An Iranian oil tanker held for six weeks after being impounded left Gibraltar on Sunday, days after the authorities there rejected a request from American officials that it turn the vessel over to them.
A marine traffic monitoring site showed the tanker, the Grace 1, leaving Gibraltar’s waters. Iranian and Gibraltar news organizations confirmed that it had set sail.
The ship’s departure raised hopes that Iran, in turn, would relinquish a British tanker it seized in what appeared to be retaliation.
On Thursday, Gibraltar ordered the release of the Grace 1 despite a last-minute request from the United States hours earlier that it be allowed to seize the ship.
The following day, the Justice Department unsealed a warrant issued by a federal court in Washington to seize the tanker, the oil it contains and nearly $1 million based on statutory violations.

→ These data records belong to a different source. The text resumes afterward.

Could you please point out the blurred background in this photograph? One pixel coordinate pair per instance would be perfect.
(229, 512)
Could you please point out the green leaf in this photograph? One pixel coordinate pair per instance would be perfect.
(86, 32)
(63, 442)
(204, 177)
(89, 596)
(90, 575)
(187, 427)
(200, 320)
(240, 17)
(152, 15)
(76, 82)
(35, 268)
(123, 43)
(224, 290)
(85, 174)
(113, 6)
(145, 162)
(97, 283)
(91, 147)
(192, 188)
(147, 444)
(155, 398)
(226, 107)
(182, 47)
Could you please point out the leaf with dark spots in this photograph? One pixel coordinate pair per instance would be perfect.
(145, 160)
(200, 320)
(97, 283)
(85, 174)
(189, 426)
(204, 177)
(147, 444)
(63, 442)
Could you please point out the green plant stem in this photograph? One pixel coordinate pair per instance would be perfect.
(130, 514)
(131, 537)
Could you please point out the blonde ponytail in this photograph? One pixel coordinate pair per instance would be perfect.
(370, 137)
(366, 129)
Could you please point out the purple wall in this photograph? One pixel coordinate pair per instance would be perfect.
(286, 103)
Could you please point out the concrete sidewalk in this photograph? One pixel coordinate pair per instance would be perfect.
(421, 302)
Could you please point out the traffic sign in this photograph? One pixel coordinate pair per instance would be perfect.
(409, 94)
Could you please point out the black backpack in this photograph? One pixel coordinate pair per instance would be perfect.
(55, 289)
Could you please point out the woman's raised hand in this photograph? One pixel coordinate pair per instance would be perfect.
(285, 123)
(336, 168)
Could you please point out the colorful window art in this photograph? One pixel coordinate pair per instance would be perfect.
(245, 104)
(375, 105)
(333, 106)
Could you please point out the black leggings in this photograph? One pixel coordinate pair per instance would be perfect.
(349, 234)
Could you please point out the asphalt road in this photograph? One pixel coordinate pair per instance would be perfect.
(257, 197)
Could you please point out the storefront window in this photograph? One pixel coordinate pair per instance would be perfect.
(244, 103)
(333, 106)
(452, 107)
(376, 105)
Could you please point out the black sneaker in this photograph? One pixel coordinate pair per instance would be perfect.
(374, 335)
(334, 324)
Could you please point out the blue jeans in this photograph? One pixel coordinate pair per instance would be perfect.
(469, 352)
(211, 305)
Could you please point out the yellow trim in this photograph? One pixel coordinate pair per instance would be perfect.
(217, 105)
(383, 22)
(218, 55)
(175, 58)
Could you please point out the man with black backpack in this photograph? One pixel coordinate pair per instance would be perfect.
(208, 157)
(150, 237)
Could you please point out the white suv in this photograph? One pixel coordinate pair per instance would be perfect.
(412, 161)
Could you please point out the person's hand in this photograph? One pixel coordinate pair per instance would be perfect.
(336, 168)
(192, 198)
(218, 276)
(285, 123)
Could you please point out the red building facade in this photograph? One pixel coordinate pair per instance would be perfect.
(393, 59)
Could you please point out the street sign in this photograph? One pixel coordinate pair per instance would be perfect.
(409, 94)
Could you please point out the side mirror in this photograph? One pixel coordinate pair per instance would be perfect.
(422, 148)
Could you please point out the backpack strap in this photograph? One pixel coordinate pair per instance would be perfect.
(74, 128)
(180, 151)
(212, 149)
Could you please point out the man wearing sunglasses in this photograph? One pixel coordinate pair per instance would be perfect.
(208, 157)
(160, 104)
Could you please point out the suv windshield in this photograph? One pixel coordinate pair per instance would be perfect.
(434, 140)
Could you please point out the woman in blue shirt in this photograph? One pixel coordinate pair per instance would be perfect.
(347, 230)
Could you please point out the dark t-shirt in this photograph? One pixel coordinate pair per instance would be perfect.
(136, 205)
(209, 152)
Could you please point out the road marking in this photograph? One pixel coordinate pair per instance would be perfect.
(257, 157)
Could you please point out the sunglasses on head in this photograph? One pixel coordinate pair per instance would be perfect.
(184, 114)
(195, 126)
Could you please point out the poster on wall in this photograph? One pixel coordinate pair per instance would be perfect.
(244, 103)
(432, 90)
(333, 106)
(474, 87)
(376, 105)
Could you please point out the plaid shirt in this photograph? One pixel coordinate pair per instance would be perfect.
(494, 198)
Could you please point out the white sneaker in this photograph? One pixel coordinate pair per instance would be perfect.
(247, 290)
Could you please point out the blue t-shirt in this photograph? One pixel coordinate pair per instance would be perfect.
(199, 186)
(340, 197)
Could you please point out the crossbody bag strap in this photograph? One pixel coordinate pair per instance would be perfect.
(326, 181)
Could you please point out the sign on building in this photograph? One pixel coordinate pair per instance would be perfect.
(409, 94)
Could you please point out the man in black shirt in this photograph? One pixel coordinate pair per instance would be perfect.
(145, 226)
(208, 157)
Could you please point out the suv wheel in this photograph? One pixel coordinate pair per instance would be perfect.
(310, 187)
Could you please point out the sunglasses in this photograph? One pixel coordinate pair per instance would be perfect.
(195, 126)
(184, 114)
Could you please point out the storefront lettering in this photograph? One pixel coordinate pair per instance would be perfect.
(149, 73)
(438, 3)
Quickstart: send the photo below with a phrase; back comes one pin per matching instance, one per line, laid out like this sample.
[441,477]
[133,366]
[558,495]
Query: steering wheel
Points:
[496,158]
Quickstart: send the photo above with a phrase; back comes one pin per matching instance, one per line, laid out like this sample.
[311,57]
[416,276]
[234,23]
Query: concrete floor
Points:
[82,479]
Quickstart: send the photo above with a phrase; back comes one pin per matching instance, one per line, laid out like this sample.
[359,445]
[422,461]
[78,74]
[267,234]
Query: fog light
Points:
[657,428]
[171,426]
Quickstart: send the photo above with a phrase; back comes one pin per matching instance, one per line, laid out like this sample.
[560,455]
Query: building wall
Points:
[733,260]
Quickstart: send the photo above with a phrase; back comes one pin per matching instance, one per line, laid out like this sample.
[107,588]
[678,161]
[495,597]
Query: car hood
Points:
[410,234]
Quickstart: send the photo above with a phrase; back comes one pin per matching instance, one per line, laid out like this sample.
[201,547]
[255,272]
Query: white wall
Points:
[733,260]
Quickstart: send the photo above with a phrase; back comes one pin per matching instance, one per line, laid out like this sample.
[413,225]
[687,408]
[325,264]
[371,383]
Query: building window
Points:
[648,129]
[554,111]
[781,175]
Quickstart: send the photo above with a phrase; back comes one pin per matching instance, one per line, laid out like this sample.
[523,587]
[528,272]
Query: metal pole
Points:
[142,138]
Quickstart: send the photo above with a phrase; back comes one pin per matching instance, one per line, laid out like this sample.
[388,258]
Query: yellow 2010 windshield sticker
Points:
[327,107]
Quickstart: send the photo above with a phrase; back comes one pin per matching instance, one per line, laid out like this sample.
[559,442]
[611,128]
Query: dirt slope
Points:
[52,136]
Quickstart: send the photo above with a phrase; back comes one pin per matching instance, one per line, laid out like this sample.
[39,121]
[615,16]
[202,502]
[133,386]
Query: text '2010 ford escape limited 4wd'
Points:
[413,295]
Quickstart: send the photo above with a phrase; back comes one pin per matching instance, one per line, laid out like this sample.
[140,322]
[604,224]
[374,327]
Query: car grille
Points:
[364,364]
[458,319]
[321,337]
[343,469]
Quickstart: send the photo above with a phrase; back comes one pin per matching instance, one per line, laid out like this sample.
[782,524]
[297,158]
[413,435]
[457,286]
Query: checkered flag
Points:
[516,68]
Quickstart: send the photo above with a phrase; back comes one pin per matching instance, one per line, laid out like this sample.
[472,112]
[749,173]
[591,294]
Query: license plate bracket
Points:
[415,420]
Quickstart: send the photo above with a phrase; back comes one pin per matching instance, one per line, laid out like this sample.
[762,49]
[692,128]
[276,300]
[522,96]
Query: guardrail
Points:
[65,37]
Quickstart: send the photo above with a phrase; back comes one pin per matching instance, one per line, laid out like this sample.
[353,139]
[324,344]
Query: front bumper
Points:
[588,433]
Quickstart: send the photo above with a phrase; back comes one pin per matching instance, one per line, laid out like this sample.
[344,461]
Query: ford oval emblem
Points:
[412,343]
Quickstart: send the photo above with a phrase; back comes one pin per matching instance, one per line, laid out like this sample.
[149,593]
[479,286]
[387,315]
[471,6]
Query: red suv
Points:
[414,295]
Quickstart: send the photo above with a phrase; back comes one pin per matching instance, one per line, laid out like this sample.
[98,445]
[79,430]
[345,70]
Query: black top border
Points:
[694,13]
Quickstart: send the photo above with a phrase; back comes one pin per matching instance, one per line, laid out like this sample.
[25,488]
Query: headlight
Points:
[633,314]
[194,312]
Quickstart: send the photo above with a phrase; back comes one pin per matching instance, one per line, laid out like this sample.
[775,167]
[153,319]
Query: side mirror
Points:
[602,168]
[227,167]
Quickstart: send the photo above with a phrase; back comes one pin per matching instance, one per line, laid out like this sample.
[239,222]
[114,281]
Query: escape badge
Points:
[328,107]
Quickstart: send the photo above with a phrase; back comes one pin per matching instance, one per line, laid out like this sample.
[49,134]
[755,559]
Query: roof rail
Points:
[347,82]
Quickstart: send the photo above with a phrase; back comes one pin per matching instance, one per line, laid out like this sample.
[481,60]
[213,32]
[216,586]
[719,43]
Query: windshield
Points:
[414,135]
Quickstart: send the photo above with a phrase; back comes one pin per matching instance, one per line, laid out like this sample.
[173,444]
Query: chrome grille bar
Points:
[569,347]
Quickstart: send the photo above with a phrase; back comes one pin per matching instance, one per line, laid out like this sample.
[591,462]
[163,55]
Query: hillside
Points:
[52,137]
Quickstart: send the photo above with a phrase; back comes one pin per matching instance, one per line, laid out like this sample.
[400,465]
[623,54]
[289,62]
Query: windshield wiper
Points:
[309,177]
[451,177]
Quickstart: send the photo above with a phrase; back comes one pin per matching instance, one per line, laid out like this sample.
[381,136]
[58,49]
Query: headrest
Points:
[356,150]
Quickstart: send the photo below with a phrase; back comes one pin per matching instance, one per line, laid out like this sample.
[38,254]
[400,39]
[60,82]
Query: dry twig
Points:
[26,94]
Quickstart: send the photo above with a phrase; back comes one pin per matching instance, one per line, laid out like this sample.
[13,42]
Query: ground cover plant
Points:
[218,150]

“A network of front companies allegedly laundered millions of dollars in support of such shipments,” Jessie Liu, the United States attorney for the District of Columbia, said in a news release.
The Justice Department said that “multiple parties affiliated with” the Islamic Revolutionary Guard Corps of Iran, which the United States has designated a foreign terrorist organization, were thought to be involved.
On Friday, Gibraltar’s chief minister, Fabian Picardo, said that, because of the American intervention, the case “could go back to the court, absolutely.”
But on Sunday, the government of Gibraltar rejected the American request. It said in a statement that the warrant relied on broad United States sanctions against Iran that were not applicable in the European Union.
Iran’s naval commander said Sunday that his country was ready to dispatch its naval fleet to escort the oil tanker, renamed Adrian Darya-1.
“The era of hit and run is over,” Rear Adm. Hossein Khanzadi was quoted as saying by the Mehr news agency. “If top authorities ask the navy, we are ready to escort our tanker Adrian.”
The decision to release the ship was seen as a sign of easing of tensions between officials in Gibraltar, a semiautonomous British territory, Tehran and London. A confrontation between Iran and the West has escalated in recent weeks, particularly with the United States.
The Grace 1 was seized on July 4 by British marines and Gibraltar port officials, who asserted that the tanker was carrying oil to Syria in violation of a European Union embargo.
Iran soon detained a British-flagged tanker, the Stena Impero in the Strait of Hormuz, the narrow entryway to the Persian Gulf that is a conduit for around 20 percent of the world’s crude oil.
In announcing the decision Thursday to release the vessel, the government of Gibraltar said that it had information that the Grace 1 was headed to Syria when it was initially detained, but that it now had assurances the tanker would not go to there. Three crew members who had been detained were also released.
Some speculated that the release could be part of a ship swap, but none of the involved parties confirmed that information. But the Iranian authorities said on Friday that they had made no promises.
“Iran has made no commitment for the release of the Grace 1 tanker,” said Abbas Mousavi, a spokesman for the Iranian Foreign Ministry, according to a report from the semiofficial Tasnim news agency.
Mr. Mousavi also said, “We announced from the early hours of the oil tanker’s detention that Syria was not the oil tanker’s destination and remained so to the end.” Even if the oil had been headed to Syria, he said, “it would still have nothing to do with anyone.”
The Gibraltar government rejected the claims, saying Iran had indeed made commitments to not transport the oil to Syria. “The evidence is clear, and the facts speak louder than the self-serving political statements we are hearing today,” the government said in a statement.
It was unclear if the United States intended to seize the vessel if it left Gibraltar.
But any attempt to intercept the tanker in international waters would most likely be in violation of international rules.
The United Nations Convention on the Law of the Sea, which provides a framework for engagement at sea, maintains that military ships do not have the authority to detain or board foreign-flagged vessels in international waters unless the ship is suspected of serious offenses like piracy or participating in the slave trade.
The United States has announced additional punitive measures for the crew members of any vessel that transports oil from Iran to Syria.
In a statement released late Thursday, the State Department said it would revoke United States visas for the crew members operating Grace 1. The State Department said that it had found that the vessel was helping the Islamic Revolutionary Guards Corps by transporting Iranian oil.
“This could result in serious consequences for any individuals associated with the Grace I,” the statement said.